Tuesday, December 27, 2005

ARE YOU NOW OR HAVE YOU EVER BEEN A PLAYWRIGHT? "Charles, didn't you say Ralph was always rather... artistic?" "He was willful, stubborn, and this time he went too far. But he was my brother... I will not have you calling him artistic!"

Stanley Kurtz connects the dots swimming before his eyes, and deduces that Hollywood homos are trying to slippery-slope us from gang-marriage to gay marriage, using their most fiendish device -- cable TV:
There’s one late-breaking element of this debate that I think deserves more attention: HBO’s new polygamy drama, Big Love. Newsweek is touting the show, which is scheduled to premiere in March in the slot that follows The Sopranos. Any chance that Big Love is meant to make a statement on the gay marriage debate?
You got it, bro! Just as Dallas was designed to lure Reagan-era Americans into conspicuous consumption, adultery, and shoulder pads, and Seinfeld fiendishly weakened our collective resolve by implanting facile "observations" into the national psyche, leading to 9/11.
It certainly seems possible. One of Big Love’s lead writers, Will Scheffer, is a playwright.
[Sinister music; isn't that Pinter fellow a playwright?]
Scheffer explored themes of gay male identity in “Falling Man, and Other Monologues.” This article makes it clear that a recent staging of that play was designed to make a statement in the battle over same-sex marriage. So it’s suggestive that Scheffer is one of the two creators and executive producers of “Big Love.”
"A recent staging of that play was designed"! Please, nobody tell Kurtz about Orson Welles' "Voodoo Macbeth" -- he'll think Shakespeare was trying to turn us all into zombies.

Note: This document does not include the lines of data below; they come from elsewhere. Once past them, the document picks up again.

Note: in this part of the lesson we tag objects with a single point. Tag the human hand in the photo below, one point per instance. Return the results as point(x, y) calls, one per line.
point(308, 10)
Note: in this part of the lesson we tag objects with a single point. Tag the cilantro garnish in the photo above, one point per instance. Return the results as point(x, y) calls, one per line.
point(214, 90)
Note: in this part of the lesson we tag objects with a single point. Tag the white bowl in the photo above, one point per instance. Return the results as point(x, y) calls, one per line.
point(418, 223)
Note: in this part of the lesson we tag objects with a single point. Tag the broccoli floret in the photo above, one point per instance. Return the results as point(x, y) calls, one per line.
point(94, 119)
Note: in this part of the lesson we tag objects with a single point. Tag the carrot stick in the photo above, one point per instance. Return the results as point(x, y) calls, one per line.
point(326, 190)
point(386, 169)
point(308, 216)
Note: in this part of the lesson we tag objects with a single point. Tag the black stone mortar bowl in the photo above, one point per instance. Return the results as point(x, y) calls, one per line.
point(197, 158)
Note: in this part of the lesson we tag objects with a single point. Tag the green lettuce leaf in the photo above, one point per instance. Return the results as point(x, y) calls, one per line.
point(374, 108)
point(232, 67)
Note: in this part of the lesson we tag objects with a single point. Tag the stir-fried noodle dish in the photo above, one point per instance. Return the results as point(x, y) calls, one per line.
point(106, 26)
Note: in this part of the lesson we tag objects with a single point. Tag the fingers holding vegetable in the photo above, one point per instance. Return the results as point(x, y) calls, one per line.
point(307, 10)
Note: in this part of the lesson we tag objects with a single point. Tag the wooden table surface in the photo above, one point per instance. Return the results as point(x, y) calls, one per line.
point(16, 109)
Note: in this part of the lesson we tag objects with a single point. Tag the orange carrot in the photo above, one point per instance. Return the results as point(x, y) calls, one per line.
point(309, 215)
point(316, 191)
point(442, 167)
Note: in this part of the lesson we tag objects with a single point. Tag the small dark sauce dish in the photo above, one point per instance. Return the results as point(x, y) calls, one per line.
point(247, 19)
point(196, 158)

Kurtz's upshot is that "polygamy is being used to legitimate same-sex marriage! In other words, gay marriage and group marriage are mutually reinforcing, and both depend upon the larger view that families ought to be whatever people want them to be."

We know that it is now common practice for conservatives to judge works of art without having actually seen them. Kurtz' latest helps to explain why:

They have no idea what art is. The closest thing to it in their universe is propaganda, so they assume art is just a species of that. (Sometimes they're accidentally right, of course, but having no aesthetics, they cannot make informed judgements.) Therefore any work of art that contains something they find viscerally objectionable -- in Kurtz' case, acts of love that do not involve one man, one woman, and (it would seem) one or fewer orgasms -- is analyzed and denounced as if it were a piece of legislation or a policy paper.

So of course many of them no longer bother to watch the things they denounce: why should they bother?

Another reason to be grateful, folks, in this holiday season: that you don't see the world through so pinched a gaze.